Use case 2
Building a (predictive) model

Diagram:

Use Case 2 Diagram

Name:

Building and using a prediction model

Brief Description:

A user applies an algorithm to a dataset and uses the resulting model on a different dataset. The results are stored as novel dataset within the system.

Actors:

A researcher with background in model building.

Basic Flow:

The user selects an algorithm and a dataset within the system to induce a model. The selection of the algorithm is based on the intended uses, i.e. within a supervised setting using a classification or regression algorithm. The algorithm possesses a number of default parameters, which can be adjusted to the users specifications. The user starts the induction process. Upon termination of the algorithm the user receives the result in form of a model. The user can supply an already existing second dataset and apply the model to it.

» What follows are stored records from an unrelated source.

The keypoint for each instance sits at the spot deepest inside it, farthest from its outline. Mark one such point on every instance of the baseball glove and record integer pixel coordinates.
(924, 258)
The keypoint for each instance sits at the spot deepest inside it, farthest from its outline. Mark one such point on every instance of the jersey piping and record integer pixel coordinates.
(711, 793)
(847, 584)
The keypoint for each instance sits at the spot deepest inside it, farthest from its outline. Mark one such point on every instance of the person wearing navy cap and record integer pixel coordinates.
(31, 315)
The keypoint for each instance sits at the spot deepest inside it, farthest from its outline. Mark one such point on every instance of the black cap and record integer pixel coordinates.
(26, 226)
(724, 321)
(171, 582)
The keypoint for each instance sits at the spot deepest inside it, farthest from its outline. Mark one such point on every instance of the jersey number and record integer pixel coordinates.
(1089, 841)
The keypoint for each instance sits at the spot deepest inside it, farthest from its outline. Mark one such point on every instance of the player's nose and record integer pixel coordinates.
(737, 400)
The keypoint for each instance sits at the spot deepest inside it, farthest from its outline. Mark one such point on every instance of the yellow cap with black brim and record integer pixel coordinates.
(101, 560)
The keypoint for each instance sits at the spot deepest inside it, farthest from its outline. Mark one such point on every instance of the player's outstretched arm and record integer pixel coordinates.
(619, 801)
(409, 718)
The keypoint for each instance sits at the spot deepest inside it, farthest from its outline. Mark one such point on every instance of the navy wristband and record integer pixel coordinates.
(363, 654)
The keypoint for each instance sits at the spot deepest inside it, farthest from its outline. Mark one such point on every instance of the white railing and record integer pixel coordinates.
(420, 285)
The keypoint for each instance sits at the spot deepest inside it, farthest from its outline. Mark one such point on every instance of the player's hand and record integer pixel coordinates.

The results are returned as novel dataset URI.

Preconditions:

  • A dataset, identified by its URI, containing:
    • One or more substance (URIs) each with
      • a target feature (categorical/numerical)
      • optionally additional numerical features (URI)
  • An existing algorithm with default parameters for:
    • Classification, requires
      • a categorical target feature
    • Regression, requires
      • a numerical target feature

Postconditions:

Success End Condition:

  • A model has been induced.
  • If applicable, prediction on the second dataset have been produced and stored using this model.

Failure End Condition:

  • No model has been induced.
  • If applicable, no prediction on the second dataset could be produced and/or the results of applying the model to the second dataset could not be stored.

Minimal Guarantee:

  • None

Relationship to other use cases:

When exchanging the actor Researcher to a validation algorithm, this use case could be part of a possible Validation use case.

Alternate Flows:

NA

Exception Flows:

Possible exceptions:

  • Alternative 1: Only applicable algorithms can be selected:
    • The dataset is empty/not accessible: the system returns an error code
    • The supplied parameters are out of scope: the system returns an error code
  • Alternative 2: User supplies dataset and algorithms without a selection process:
    • As above, but extra:
    • The supplied algorithm cannot be applied to the dataset: the system returns an error code

Extensions:

  • Adopt model construction for Clustering
  • Provide possibilities for feature construction
  • Allow other types of features

Selecting a training data set:

  • Include descriptor calculation services/APIs from SMILES (CDK), PDB files (crystallographic data, MOPAC), images (image analysis software).
  • Preprocess (normalize or scale) of data.
  • Include categorical features.
  • Select subsets of the dataset (compounds and/or descriptors)
  • Datasets are annotated with the the type of variables that they contain (numerical/categorical)